SMC gives thumbs-up to Merck’s HIV drug Isentress

by | 14th May 2008 | News

Merck Sharp and Dohme has been boosted by the news that the Scottish Medicines Consortium has approved the use of its novel HIV drug Isentress on the National Health Service.

Merck Sharp and Dohme has been boosted by the news that the Scottish Medicines Consortium has approved the use of its novel HIV drug Isentress on the National Health Service.

Specifically the SMC says that Isentress (raltegravir) has been accepted for restricted use in combination with other antiretrovirals in patients who continue to exhibit viral replication despite prior therapy and is restricted to those with triple class resistant HIV-1 infection. The Merck drug, which was launched in the UK in January, is the first in a new class called integrase inhibitors.
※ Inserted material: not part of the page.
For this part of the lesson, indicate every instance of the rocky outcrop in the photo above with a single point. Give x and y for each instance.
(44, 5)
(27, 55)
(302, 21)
It was approved in the USA in October last year and contributed $47 million to the firm’s first-quarter sales

Clifford Leen, a consultant physician at the Lothian University Hospitals NHS Trust, said that HIV treatments “are being placed under the same level of scrutiny by commissioners as drugs for other therapeutic areas such as cancer, from both cost and efficacy perspectives”. The SMC approval, therefore, “signifies its important place within the HIV treatment armoury.”

The SMC noted that the announcement comes on the back of the launch last month of new standards of practice for NHS sexual health services in Scotland, where sexually transmitted infections are reaching record levels. 5,415 people have now been diagnosed as having HIV in Scotland and 446 new cases of HIV were reported in 2007. This was the highest annual total since recording began in 1984.